Jobs To Be Done
A framework for understanding customer needs by focusing on the 'job' they're trying to accomplish, not the product they're buying.
Also known as: JTBD, Jobs-to-be-Done Framework, Outcome-Driven Innovation
Category: Frameworks
Tags: products, ux, innovations, businesses, customer-research, frameworks
Explanation
Jobs To Be Done (JTBD) is a theory of consumer action that focuses on understanding why customers 'hire' products or services to accomplish specific jobs in their lives. It shifts the focus from demographics and product features to the underlying progress customers are trying to make.
**Core Concept**:
Customers don't buy products—they hire them to do a job. A 'job' is the progress a person is trying to make in a particular circumstance.
**The Famous Milkshake Example**:
Clayton Christensen found that people 'hired' milkshakes for different jobs:
- Morning commuters: Hired for a long, engaging breakfast that wouldn't make a mess
- Afternoon parents: Hired to placate children as a treat
Same product, different jobs—requiring different improvements.
**The JTBD Framework**:
1. **Job Statement**: "When I [situation], I want to [motivation], so I can [expected outcome]"
2. **Functional aspects**: The practical task to accomplish
3. **Emotional aspects**: How the customer wants to feel
4. **Social aspects**: How the customer wants to be perceived
**Key Principles**:
- Jobs are stable over time (even as solutions change)
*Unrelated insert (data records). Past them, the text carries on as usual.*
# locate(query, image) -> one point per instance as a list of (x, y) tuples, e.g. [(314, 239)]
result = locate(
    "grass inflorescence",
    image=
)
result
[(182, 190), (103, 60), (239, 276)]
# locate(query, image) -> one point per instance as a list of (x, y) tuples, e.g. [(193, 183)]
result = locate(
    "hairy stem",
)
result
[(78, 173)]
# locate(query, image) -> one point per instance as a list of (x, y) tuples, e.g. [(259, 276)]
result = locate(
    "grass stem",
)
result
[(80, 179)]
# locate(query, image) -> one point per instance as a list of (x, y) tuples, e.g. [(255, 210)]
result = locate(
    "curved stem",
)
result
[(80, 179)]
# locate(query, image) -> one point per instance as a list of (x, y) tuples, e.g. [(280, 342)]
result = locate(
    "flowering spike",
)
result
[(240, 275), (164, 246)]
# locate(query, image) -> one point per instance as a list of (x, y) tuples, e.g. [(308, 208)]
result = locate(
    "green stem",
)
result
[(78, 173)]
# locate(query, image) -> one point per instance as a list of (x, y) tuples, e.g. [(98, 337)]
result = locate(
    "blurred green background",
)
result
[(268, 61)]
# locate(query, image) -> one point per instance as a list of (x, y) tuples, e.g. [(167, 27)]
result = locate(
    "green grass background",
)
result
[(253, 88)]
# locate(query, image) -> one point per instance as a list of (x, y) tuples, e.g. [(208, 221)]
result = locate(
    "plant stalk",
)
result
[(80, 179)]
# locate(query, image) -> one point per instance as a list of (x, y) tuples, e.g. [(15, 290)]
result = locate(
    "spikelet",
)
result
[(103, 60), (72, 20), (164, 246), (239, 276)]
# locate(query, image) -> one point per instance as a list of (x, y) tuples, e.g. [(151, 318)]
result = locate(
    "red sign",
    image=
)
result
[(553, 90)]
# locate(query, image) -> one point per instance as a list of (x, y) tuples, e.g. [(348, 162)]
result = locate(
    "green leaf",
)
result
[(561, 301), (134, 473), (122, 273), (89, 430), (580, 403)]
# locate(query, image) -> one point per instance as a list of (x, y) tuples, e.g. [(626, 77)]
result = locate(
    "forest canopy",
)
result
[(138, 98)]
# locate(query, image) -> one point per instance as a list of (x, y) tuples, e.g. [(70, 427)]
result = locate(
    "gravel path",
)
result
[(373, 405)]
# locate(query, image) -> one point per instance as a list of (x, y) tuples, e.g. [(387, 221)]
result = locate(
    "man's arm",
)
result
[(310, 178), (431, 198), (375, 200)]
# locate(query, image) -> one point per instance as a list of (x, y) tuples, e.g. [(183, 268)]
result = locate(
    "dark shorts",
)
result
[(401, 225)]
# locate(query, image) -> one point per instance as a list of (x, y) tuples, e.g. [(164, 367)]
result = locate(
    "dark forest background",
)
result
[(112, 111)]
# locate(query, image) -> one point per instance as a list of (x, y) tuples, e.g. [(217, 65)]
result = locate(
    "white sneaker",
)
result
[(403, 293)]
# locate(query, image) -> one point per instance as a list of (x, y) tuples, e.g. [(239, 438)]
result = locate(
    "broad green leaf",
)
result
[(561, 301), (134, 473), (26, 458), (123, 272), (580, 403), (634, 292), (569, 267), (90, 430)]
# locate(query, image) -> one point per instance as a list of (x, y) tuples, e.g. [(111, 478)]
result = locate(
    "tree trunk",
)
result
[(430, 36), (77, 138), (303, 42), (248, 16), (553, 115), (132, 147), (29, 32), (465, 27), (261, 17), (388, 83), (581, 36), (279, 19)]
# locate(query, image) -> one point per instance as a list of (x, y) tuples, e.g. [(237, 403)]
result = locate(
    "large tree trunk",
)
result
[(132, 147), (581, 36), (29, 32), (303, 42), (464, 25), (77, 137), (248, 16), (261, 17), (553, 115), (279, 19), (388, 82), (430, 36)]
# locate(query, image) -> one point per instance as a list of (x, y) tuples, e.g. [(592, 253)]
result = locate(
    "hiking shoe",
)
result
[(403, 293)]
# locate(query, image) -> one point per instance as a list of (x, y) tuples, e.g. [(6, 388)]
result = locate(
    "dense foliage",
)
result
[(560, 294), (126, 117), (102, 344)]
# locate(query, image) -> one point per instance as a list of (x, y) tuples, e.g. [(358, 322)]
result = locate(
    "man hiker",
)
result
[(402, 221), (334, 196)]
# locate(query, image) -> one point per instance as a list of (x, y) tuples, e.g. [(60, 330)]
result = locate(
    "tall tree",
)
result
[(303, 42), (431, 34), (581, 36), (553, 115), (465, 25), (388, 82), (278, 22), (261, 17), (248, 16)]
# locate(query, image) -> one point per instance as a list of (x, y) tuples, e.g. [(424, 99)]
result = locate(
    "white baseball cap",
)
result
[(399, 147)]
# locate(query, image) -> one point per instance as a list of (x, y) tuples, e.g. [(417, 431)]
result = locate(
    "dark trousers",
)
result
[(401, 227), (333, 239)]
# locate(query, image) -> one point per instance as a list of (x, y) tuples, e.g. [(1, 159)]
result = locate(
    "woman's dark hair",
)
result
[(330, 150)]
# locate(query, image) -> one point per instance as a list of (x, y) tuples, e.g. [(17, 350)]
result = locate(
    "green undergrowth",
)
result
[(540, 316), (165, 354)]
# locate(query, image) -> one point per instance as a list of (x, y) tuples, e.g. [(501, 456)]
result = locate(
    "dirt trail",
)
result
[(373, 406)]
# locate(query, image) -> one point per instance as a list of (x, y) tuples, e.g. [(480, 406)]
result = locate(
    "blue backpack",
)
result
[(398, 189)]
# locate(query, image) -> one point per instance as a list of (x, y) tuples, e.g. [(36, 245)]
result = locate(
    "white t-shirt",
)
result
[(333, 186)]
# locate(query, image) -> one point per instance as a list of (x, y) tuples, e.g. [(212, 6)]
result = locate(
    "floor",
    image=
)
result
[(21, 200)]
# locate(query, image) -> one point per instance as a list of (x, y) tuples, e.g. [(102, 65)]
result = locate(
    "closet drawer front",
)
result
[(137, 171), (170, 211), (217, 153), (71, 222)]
- People have jobs, not demographics
- Competition is defined by the job, not the product category
- Understanding the job reveals non-obvious competitors
**Applications**:
- **Product development**: Design for the job, not assumed features
- **Marketing**: Speak to the job being done
- **Innovation**: Find jobs that are underserved
- **Competitive analysis**: Identify all solutions competing for the same job
**Questions to Uncover Jobs**:
- What progress is the customer trying to make?
- What are the circumstances of their struggle?
- What obstacles are in their way?
- What tradeoffs are they currently making?
JTBD was popularized by Clayton Christensen and is foundational to outcome-driven innovation.